Wenige Tage vor dem Anpfiff sind die Arbeiten an den Stadien weitgehend abgeschlossen: Das Stadion in São Paulo, in dem das Eröffnungsspiel der WM am 12. Juni stattfinden wird, befindet sich allerdings noch "im Testbetrieb".

Die Kosten für den Stadionbau in Brasilien haben sich seit den ersten Berechnungen nach dem Zuschlag der FIFA mehr als verdreifacht: von 2,5 Milliarden Reais (rund 800 Millionen Euro) auf heute acht Milliarden Reais (rund 2,7 Milliarden Euro).
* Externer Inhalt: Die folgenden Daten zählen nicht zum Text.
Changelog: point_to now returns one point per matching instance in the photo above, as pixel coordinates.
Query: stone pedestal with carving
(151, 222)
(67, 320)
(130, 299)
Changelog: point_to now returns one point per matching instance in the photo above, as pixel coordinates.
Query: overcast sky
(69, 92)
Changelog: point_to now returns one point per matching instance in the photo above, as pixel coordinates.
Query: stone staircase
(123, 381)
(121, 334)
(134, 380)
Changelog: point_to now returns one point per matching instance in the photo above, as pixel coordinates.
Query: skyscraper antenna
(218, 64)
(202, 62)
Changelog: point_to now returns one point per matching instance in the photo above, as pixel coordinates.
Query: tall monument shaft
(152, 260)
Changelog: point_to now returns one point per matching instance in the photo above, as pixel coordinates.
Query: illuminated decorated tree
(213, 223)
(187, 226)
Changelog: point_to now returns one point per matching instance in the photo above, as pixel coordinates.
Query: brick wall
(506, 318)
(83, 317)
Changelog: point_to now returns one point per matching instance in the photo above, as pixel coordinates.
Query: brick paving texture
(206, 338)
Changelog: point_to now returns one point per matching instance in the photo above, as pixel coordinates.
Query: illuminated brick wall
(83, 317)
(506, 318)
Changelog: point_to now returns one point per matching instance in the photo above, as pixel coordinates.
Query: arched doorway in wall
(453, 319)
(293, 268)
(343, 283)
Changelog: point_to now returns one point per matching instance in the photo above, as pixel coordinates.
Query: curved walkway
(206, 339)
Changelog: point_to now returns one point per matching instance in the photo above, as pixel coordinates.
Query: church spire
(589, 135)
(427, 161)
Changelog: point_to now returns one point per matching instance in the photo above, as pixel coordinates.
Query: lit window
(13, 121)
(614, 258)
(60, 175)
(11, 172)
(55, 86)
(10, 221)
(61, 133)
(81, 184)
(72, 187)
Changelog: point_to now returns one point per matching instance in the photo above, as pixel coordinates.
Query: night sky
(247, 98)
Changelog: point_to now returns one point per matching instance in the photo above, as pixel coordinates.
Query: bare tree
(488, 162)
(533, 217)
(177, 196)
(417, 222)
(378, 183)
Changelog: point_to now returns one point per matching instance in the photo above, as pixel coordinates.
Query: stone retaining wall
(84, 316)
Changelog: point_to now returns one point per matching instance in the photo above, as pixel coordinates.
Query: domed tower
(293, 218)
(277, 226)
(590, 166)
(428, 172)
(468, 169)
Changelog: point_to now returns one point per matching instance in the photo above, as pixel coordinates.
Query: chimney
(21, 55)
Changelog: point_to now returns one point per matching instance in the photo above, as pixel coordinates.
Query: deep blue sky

Hatte Präsident Lula da Silva noch angekündigt, dass der größte Teil der Investitionen privat erfolge, wurden tatsächlich nur 1,6 Prozent der Kosten des Stadionbaus von privaten Investoren getragen. Die Gesamtinvestitionen für die WM, inklusive der Investitionen für städtische Mobilität, Telekommunikation und Sicherheitsmaßnahmen, werden aktuell auf 25 Milliarden Reais geschätzt.